本書は映画批評誌「カイエ・デュ・シネマ」同人としてフランス現地で出会って二人をよく知る著者が、これまで書いてきたゴダール論を大幅に加筆改稿してまとめた集大成ともいえる大著。「さらばゴダール」ともいうべき哀悼の序章(「キネマ旬報」、「ユリイカ」等の追悼文を収める)から、2章以降、特に著者が愛してやまなかった1960年代ゴダール各作品をつぶさに論じた「映画誌」から成り立っている。「映画誌」というのは著者特有の言い方で、その作品にまつわるもろもろの事象、エピソード、雑感、作品背景、関係者の言葉、分析などを含めたすべてを言い、エッセイというか批評というか読みどころ満載の作品論である。
1959年作品『勝手にしやがれ』から1967年作品『ウイークエンド』まで15本の長編作品、9本の短編作品を取り上げた。『勝手にしやがれ』は公開当初から、社会を震撼させ、若者たちを熱狂させた。これは映画技法の革命と言ってもいいほどの作品だった。山田宏一氏は1964年から1967年までフランスに留学し、その熱狂の中で映画を見続け、ゴダール、トリュフォーとも交友を結んだ。

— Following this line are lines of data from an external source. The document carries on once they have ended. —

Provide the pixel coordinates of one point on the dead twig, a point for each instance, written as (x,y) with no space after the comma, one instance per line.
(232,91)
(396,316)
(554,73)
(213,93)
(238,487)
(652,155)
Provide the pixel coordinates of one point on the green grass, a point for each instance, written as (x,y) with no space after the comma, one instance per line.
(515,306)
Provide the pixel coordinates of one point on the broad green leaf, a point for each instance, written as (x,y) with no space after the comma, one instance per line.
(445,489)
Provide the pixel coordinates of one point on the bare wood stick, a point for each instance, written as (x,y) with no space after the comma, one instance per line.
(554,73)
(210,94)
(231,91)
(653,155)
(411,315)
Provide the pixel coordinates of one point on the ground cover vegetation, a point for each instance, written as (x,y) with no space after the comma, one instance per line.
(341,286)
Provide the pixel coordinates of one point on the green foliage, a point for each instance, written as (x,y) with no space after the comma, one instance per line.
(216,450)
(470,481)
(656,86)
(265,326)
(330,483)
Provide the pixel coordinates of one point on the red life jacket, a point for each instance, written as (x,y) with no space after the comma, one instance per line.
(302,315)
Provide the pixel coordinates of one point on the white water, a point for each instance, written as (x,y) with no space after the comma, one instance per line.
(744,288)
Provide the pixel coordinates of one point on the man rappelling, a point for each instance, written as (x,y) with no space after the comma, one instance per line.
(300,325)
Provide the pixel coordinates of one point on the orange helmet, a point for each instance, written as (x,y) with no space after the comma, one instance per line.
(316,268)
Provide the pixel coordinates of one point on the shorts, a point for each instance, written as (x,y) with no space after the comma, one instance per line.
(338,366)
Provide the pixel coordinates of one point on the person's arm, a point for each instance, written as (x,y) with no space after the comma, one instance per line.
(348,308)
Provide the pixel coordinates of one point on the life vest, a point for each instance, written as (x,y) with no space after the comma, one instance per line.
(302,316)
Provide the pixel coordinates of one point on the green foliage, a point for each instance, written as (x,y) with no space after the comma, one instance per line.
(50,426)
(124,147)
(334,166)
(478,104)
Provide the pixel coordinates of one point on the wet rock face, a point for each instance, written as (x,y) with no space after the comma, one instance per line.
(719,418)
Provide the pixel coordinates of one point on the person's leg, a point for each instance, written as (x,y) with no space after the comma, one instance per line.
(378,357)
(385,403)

氏の初期評論集『私が映画についてについて知っている二、三の事柄』(1971年、三一書房刊)の第1章は「私がゴダールについて知っている二、三の事柄」から始まっている。そこから2020年刊の「増補新版 ゴダール、わがアンナ・カリーナ時代」(ワイズ文庫)まで50年にわたってゴダールについて多くの文章を書き続けてきた。60年代のゴダールはすべてに輝かしく作品も素晴らしかった。アメリカの高名な女流映画コラムニスト、ポーリン・ケールは「豊穣の1960年代ゴダール」と呼んだ。

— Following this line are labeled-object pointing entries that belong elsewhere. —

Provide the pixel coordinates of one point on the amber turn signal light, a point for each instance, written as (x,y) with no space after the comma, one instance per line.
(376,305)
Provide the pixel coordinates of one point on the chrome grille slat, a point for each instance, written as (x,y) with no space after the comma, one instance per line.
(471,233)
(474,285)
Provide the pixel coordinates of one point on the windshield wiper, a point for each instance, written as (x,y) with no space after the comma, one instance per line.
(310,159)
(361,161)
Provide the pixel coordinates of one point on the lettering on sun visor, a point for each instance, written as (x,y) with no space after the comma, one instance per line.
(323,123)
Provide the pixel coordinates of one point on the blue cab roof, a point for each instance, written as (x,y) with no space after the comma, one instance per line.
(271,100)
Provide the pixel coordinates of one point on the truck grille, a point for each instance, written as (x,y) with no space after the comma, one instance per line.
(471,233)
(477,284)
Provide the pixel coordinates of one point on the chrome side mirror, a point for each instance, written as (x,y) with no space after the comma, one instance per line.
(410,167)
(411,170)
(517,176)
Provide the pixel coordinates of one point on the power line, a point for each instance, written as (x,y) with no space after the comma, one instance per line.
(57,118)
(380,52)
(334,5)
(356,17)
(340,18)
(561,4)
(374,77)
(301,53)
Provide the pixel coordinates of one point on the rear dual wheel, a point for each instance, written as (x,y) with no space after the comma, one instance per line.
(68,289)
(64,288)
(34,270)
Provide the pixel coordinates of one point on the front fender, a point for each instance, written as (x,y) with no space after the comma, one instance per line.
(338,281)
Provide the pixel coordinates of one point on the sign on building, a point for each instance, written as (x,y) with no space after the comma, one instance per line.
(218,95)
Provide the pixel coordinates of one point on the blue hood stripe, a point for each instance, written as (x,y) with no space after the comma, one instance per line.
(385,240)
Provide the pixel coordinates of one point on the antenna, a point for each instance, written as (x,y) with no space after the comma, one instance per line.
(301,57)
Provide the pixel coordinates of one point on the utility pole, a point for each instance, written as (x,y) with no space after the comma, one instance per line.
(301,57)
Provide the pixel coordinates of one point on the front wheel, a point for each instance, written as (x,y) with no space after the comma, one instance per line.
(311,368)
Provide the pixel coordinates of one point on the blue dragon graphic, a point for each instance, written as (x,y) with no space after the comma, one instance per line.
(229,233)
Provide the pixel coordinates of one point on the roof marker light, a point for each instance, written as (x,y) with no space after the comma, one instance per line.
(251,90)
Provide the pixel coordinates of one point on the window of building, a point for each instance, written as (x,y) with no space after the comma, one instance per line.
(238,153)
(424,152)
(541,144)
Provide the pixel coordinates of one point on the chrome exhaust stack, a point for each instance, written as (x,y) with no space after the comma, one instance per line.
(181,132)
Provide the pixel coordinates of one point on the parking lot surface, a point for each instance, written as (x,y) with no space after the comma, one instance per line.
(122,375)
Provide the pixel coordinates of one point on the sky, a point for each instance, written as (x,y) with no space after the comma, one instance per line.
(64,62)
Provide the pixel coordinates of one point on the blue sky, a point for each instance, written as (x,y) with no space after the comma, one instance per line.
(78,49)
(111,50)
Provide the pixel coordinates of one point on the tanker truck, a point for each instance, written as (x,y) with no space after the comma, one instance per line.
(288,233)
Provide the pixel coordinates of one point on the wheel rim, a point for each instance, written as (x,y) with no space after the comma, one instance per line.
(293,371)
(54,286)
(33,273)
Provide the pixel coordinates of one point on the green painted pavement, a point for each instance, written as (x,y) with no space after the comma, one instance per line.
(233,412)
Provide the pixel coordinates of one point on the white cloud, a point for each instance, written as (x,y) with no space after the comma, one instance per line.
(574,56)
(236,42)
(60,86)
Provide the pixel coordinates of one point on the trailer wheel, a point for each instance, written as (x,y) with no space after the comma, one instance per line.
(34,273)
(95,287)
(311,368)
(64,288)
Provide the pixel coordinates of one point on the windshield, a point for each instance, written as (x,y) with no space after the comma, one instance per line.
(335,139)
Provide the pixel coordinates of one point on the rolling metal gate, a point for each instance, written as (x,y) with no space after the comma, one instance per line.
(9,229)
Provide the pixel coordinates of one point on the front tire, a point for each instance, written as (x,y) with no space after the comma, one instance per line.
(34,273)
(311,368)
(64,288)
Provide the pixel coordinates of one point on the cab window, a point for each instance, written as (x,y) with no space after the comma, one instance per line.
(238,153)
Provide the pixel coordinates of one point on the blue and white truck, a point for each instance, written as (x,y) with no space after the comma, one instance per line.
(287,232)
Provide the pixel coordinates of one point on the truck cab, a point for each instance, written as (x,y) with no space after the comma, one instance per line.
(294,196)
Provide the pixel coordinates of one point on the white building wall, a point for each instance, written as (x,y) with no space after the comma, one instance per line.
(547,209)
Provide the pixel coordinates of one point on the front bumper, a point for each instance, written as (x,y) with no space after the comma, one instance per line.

本書の巻末に付録としてゴダールとトリュフォーの訣別喧嘩状がついている。1968年を境に二人は訣別し、その熱狂は冷めてしまった。著者ももうその後のゴダールに関してはあまり触れていない。
本書は著者の愛してやまなかった60年代ゴダールとその後のゴダールへの愛憎半ばする総決算である。